Par honnêteté, nous ne procéderons pas à une analyse titre par titre. Certains des cinq albums du groupe sont plus familiers (Lights, sorti en 2010, l’est sans doute plus que les autres), mais revendiquer une intimité particulière avec DakhaBrakha serait erroné. Et puis, avouons-le, ces musiciens déjà croisés en 2014 sur la scène du festival briochin Art Rock ne sont jamais aussi fascinants qu’en concert.

Les captures vidéo étant interdites lors de leur performance dans le plus petit opéra de France, il est difficile de partager l’ambiance convoquée. Il s’agira de se contenter de mots. Alignés sur la scène avec Marko Halanevych à l’accordéon et aux percussions sur l’extrémité gauche pour le spectateur, Olena Tsybulska à la batterie à ses côtés, Iryna Kovalenko au djembe et au piano, et enfin la violoncelliste Nina Garenetska à l’autre extrémité, les Ukrainiens ensorcèlent l’assistance avec une aisance redoutable.

Ils marient des sons qui restent habituellement confortablement installés dans le carcan d’un registre. On pourra penser à Beirut lorsque la folk orientale se met en place, à Godspeed You ! Black Emperor sur des passages convoquant presque un post-rock survolté par des accords de violoncelle, Orka pour une transe quasi-industrielle ou Hildur Guðnadóttir et Sigur Ros à l’occasion de passages plus ambient (sur lesquels Nina Garenetska utilise son violoncelle sans archet, prenant le contrepied d’un Jonsi ayant popularisé cette utilisation jusqu’alors peu habituelle sur la guitare). Toutes ces influences profondément occidentales tendent à justifier le fait que DakhaBrakha n’est pas qu’un groupe ethnique.

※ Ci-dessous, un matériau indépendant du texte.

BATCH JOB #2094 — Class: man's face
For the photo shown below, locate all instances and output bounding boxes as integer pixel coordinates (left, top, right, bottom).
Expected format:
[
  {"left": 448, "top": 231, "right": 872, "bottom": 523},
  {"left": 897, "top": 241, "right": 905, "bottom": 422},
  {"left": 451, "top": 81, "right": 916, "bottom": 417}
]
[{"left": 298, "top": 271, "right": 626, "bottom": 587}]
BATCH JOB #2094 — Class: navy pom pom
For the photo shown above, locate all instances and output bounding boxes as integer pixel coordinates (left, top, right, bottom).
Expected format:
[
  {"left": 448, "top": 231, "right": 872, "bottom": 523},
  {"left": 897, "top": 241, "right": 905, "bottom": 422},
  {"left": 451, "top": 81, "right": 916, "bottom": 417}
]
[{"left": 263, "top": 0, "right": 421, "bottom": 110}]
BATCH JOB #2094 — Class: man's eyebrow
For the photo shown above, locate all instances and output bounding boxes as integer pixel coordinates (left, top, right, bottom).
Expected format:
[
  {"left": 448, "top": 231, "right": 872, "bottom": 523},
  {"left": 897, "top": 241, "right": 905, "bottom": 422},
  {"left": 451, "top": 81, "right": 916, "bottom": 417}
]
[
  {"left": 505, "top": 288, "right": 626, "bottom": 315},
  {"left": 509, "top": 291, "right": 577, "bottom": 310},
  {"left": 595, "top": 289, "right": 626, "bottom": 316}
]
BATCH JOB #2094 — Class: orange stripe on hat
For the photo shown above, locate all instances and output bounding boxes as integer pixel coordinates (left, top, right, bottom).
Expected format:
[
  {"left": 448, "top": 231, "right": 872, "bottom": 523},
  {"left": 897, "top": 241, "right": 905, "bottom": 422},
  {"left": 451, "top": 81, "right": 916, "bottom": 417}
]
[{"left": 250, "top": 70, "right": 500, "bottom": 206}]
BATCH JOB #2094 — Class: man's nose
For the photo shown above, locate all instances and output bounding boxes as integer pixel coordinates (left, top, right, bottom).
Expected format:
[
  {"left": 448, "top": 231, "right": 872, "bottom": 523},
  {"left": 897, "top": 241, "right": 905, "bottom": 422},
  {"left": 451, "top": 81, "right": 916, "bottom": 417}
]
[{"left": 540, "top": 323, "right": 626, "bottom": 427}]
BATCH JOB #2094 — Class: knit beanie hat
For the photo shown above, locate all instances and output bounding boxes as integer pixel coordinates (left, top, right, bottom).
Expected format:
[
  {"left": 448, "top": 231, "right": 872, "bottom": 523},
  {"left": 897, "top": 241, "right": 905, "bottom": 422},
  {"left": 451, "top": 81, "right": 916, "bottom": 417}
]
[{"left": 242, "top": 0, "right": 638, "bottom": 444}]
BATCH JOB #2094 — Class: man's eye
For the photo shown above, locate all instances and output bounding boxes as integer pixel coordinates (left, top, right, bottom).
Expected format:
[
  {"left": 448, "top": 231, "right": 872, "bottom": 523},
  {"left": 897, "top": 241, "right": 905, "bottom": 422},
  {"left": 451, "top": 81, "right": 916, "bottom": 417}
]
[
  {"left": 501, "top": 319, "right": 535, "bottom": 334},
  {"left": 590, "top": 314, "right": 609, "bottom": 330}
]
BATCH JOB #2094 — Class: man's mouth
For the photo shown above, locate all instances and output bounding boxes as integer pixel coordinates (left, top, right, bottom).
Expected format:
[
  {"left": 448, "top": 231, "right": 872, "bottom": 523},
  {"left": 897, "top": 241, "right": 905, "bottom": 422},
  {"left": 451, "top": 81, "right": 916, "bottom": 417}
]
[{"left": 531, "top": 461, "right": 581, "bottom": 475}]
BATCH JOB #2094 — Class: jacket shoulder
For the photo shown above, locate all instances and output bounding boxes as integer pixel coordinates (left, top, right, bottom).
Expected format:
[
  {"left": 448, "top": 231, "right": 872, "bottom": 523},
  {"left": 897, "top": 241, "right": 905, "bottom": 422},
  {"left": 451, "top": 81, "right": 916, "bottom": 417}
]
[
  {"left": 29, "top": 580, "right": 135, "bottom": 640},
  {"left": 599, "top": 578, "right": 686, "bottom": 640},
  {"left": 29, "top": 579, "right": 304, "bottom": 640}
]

Bref, les horizons brassés sont larges et vont au-delà de ces quelques noms lancés à la volée. Les musiciens s’excusent de ne pas parler français, ils communiquent néanmoins, principalement en anglais, avec un public particulièrement réceptif. Nina Garenetska explique qu’un morceau lorgnant vers le hip-hop est inspiré par la difficulté des femmes orientales à trouver un mari. Son flow est brillant, là où sa voix est peut-être la seule du quatuor à ne pas être exceptionnelle le reste du temps. Tout juste envoûtante, ce qui plomberait presque la moyenne du reste du groupe.

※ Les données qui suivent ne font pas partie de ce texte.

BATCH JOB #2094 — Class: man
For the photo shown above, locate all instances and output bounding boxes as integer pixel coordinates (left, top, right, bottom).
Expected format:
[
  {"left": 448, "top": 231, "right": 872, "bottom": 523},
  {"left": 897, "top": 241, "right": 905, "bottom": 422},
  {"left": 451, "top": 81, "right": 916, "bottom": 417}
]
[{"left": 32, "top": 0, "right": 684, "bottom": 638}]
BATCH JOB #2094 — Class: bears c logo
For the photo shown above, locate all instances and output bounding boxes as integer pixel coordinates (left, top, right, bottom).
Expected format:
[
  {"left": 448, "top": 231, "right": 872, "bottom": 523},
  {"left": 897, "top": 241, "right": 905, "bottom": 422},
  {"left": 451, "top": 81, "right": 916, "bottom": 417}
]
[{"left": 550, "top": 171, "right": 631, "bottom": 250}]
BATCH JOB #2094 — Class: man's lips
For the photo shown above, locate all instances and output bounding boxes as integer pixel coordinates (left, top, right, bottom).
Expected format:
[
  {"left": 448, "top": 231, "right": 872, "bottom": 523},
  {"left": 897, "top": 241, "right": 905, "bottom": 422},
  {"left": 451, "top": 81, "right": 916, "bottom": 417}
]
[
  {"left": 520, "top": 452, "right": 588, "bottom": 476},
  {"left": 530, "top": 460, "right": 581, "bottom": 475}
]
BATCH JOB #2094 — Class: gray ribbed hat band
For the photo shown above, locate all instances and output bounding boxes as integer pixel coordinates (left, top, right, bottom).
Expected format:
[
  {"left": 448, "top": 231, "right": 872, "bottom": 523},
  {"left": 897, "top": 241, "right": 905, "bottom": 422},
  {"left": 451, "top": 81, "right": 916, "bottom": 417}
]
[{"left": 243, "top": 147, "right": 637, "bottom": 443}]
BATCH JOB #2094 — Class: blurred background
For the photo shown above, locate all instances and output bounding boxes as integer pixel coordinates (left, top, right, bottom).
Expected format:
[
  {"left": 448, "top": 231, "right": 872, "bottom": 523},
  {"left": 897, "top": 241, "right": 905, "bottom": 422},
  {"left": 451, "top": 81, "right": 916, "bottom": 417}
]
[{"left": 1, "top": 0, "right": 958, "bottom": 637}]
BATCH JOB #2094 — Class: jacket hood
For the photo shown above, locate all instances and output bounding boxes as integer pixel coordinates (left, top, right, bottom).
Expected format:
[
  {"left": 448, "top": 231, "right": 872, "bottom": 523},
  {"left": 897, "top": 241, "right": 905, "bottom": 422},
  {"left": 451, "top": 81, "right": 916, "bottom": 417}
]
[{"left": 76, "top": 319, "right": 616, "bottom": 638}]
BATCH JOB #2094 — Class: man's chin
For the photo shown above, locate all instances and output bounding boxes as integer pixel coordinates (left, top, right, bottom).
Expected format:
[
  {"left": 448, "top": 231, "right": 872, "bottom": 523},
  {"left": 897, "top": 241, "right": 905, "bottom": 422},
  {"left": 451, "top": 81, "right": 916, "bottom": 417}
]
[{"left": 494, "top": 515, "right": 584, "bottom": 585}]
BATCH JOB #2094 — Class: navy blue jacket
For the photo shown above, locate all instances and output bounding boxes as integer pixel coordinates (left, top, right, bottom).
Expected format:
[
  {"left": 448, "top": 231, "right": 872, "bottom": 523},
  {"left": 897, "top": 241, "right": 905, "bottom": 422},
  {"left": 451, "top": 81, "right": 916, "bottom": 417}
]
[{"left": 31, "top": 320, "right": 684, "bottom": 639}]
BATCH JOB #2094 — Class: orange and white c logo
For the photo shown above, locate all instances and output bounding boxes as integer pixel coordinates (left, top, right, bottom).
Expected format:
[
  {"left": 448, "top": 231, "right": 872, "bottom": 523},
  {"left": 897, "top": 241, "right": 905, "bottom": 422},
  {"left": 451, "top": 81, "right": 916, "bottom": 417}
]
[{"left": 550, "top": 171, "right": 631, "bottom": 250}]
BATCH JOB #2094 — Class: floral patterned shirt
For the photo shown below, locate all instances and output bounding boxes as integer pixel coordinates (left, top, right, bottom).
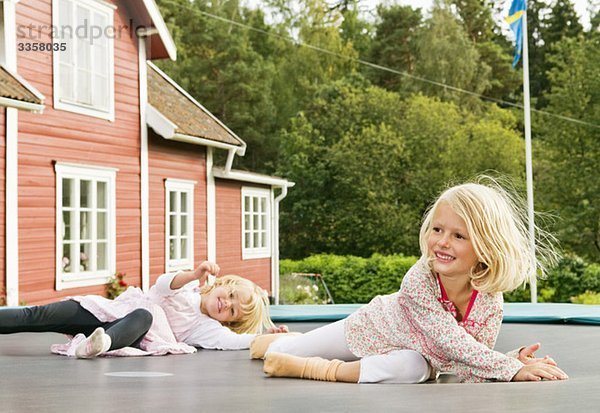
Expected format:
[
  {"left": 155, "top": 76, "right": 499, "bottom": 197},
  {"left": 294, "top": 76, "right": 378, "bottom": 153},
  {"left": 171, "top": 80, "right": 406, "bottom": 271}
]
[{"left": 344, "top": 258, "right": 523, "bottom": 382}]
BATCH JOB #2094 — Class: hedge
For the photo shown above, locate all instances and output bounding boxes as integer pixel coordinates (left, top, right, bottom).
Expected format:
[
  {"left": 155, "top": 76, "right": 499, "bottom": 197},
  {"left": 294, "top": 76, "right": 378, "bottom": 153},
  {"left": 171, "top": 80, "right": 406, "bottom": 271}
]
[
  {"left": 281, "top": 254, "right": 600, "bottom": 304},
  {"left": 280, "top": 254, "right": 418, "bottom": 304}
]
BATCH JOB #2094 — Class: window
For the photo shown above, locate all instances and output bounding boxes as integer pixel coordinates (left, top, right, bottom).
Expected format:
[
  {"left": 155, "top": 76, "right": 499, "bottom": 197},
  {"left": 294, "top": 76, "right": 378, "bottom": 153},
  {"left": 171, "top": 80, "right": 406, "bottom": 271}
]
[
  {"left": 55, "top": 163, "right": 117, "bottom": 289},
  {"left": 242, "top": 187, "right": 271, "bottom": 259},
  {"left": 53, "top": 0, "right": 115, "bottom": 120},
  {"left": 165, "top": 179, "right": 195, "bottom": 272}
]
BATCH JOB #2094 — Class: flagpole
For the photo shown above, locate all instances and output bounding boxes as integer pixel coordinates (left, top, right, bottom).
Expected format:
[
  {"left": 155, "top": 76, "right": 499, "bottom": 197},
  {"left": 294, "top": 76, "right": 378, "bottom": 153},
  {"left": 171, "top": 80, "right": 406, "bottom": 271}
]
[{"left": 521, "top": 11, "right": 537, "bottom": 304}]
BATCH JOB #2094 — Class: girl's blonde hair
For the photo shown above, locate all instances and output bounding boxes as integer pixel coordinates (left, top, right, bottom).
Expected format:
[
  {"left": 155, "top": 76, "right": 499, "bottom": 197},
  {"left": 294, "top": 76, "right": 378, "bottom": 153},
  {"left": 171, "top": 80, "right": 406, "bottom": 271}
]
[
  {"left": 419, "top": 176, "right": 559, "bottom": 293},
  {"left": 200, "top": 275, "right": 275, "bottom": 334}
]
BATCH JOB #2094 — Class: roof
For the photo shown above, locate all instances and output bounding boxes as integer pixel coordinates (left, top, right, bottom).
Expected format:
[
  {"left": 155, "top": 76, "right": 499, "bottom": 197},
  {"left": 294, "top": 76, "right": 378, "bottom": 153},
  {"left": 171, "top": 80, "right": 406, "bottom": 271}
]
[
  {"left": 123, "top": 0, "right": 176, "bottom": 60},
  {"left": 0, "top": 66, "right": 45, "bottom": 112},
  {"left": 146, "top": 62, "right": 245, "bottom": 149}
]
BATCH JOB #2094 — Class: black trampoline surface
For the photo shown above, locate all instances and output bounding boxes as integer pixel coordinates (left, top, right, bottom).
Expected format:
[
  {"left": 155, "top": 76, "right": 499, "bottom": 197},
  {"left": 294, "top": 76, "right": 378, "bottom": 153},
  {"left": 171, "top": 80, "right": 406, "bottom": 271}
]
[{"left": 1, "top": 322, "right": 598, "bottom": 413}]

En effet, Marko Halanevych sait transformer et réinventer sa voix à l’envi, la faisant évoluer dans tous les registres pour convoquer autant de douceur et de mélancolie que de force au gré des besoins. Olena Tsybulska est pour sa part impressionnante dans sa capacité à marier un impeccable jeu de batterie à des vocalises inspirées, tandis que le coffre d’Iryna Kovalenko attribue à l’ensemble une tessiture différente, avec laquelle DakhaBrakha joue et rejoue.

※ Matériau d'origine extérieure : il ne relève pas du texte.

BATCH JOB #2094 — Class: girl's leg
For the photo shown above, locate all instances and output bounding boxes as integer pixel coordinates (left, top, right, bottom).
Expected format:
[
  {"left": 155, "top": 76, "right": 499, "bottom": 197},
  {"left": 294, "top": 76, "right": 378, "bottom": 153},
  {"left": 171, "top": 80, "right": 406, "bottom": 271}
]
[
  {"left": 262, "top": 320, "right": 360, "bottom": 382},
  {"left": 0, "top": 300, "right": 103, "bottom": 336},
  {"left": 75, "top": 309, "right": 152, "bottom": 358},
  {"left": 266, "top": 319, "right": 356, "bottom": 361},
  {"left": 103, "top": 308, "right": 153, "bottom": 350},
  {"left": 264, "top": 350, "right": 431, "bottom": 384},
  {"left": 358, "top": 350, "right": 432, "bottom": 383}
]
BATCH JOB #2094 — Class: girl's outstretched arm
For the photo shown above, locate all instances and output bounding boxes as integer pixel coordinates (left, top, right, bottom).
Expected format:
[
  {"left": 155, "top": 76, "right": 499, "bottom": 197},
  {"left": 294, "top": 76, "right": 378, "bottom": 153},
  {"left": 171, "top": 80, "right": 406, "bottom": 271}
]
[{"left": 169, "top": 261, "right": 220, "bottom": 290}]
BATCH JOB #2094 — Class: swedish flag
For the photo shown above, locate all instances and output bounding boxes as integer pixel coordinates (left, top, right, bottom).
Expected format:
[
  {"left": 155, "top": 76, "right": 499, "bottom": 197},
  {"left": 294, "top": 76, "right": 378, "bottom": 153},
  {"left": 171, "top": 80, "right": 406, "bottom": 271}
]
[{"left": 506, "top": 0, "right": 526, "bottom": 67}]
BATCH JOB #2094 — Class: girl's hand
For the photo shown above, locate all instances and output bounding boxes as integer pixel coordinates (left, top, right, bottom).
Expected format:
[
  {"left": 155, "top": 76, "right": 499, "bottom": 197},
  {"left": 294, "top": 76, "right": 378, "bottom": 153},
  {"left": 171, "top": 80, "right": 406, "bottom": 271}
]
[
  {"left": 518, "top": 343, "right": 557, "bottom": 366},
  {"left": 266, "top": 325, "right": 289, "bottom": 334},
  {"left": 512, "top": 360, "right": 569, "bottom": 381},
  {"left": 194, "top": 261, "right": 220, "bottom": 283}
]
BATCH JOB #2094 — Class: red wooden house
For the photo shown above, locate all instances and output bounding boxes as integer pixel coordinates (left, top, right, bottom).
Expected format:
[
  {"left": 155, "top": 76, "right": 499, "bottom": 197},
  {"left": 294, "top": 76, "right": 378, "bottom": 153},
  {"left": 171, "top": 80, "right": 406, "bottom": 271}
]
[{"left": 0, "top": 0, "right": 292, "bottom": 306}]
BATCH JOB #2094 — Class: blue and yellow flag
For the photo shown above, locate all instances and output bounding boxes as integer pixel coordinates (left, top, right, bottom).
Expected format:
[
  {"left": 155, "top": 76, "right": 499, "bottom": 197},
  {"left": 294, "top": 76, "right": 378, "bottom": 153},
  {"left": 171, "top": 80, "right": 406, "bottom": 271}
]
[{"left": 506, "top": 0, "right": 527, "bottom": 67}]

Nina Garenetska finit par faire tourner son violoncelle qu’elle brandit comme s’il s’agissait d’un vulgaire ukulele, le public accompagne les percussions lancées par le groupe, qui ne sait même plus comment repartir, multiplie les titres à rallonge, et revient même après une standing ovation à n’en plus finir. Pendant près de deux heures, les Ukrainiens ont partagé leur habileté technique, leur inspiration mélodique et leur justesse vocale, mais c’est surtout une énergie venant du cœur et s’adressant à ce même organe qu’ils ont délivrée dans la salle. Voir DakhaBrakha en concert est une expérience – de surcroît dans un lieu aussi adapté – et l’on n’en sort qu’avec la chair de poule. Et revigoré. Une expérience chamanique et physique.